Сам Паха присел на пятку и разглядывал лес с уровня подлеска.
Чили ничего не видела. Кроме паутины на вывороченном комле сгнившей осины. Чудилась всякая хрень, из Armpit. Вот в такой же чаще, их атаковали королевские гиены. Спрашивается, какой дурак придумал название, если в игре ни одного королевства? Но здесь не игра. Здесь все могло обернуться гораздо проще и несравнимо хуже.
Стоять, согнувшись неудобно, а долго сидеть на корточках без привычки невозможно. Чили уже присматривалась примоститься удобней, но Паха предупредил.
− Муравейник за тобой.
− Знаю, − огрызнулась девушка. Соврала. Муравейник просмотрела.
− Пошли, − позвал Паха, но темп шага значительно сбавил.
Старая заимка, разоренная буквально вчера-позавчера. Небольшой четырехстенок, крыша обрушена внутрь, ставни выкорчеваны из гнезд. Дверь не сорвана, а выбита мощным ударом. Стяжка из досок переломилась и завалилась внутрь. Возле стены труп. Ребра выдраны. В человека запустили когти и выдернули ребра. В огромной ране собран лиственный мусор. Паха безбоязненно подошел к телу, осмотреть. Указал Чили на болтавшийся на поясе макаров. Не взведенный арбалет валялся в сторонке.
− Зевнул. Не уберегся. Или не успел.
В другой бы обстановке Чили напомнила − он видно забылся, лезет с разговорами. Но здесь, над растерзанным телом, промолчала. Паха говорил не ради примирения, а остеречь. Поднял за рукав левую руку. Пальцы обгрызены по последние фаланги. На правой тоже самое. Подошел к стене, потрогал-поковырял свежие порезы на черном боку бревен. Чья-то когтистая лапа чиркнула и изуродовала дерево в щепу.

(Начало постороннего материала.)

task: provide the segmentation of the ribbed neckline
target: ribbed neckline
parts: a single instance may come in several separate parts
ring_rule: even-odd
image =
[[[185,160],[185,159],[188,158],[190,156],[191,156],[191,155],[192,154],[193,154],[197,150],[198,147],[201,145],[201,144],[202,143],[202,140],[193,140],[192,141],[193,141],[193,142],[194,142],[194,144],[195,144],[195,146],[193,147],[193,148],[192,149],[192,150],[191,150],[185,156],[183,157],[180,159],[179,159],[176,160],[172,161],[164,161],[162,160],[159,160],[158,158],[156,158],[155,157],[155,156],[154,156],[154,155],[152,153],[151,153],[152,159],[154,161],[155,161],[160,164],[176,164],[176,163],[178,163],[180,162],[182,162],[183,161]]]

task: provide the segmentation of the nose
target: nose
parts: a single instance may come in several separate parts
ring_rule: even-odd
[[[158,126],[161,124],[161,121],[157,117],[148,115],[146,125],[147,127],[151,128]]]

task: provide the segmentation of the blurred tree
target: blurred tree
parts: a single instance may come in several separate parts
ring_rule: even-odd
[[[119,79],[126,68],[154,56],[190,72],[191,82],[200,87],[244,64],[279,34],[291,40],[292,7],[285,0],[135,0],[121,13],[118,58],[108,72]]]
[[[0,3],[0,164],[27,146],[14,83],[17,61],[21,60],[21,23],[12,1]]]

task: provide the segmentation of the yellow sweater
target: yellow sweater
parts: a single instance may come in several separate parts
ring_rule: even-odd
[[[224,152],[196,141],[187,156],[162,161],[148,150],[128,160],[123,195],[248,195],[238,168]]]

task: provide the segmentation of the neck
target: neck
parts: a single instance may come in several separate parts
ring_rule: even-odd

Медленно, вглядываясь в примятую траву, обходили заимку. Паха искал и изучал оставленные налетчиками следы. Над некоторыми долго сидел, расправляя стебли, некоторые только бегло оглядывал. Чили не отставала и честно сознавала себя никчемной, бестолковой, ни на что не способной и ни к чему не приспособленной.
За домом еще убитые. Двое. Первому размозжили голову. И не просто размозжили, а снесли полчерепа. Второй приколот к стенке грубо отломанной дровиной. Корявый сук, собирая кишки в расщеп, прошил плоть и вонзился между бревнами. Убийца собрал кровь в свернутый кульком лист лопуха. Паха наступил на «чару», но Чили приметила. Что же она совсем безглазая что ли? Но и это не все. У мертвого оторвана рука. Вокруг сустава клочья мышц и сухожилий.
Желание одно, закрыть глаза. Зажмуриться крепко-крепко и еще наложить ладони. Для гарантии. Поодаль, в траве, друг на друге, кучей, несколько тел в ужасающем состоянии. У всех рваные множественные раны, торчат голые кости.
− Пасечники? — спросила Чили, не молчать. В тишине будто один на один с покойниками остаешься.
− Нет.
Чили сделалось совсем дурно и страшно….
− Не их работа.
А чья?
Паха заглянул в окошко и сплюнул в негодовании. Заслонил на всякий случай дорогу. От чрезмерно любопытных.
− Не надо.
Предупреждение излишне. Ей и того что вокруг предостаточно.
Паха не был растерян, расстроен или сбит столку. Не прибывал в отчаянии и не скорбел в горе. Он походил на дикого пса, готового к драке. Того гляди оскалится.
− Кто их?
− Не знаю…. Не уверен, что знаю… Но они здорово всех напугали. Мертвяки двое суток лежат, а никто не притронулся. Обычно такого не бывает.
− Обычно? — переспросила Чили. О чем же необычном он не говорил ей? О белоглазых? Она пожалела, что Нити поскупились на прочие подробности из его жизни, кроме самой бесполезной. Что ей с того что он гад? А то она и так не знала.
На оторванную руку они наткнулись позже. Конечность заложили в ветки подросшего дубка с перехваченным ленточкой стволом. Паха дубок от груза освободил.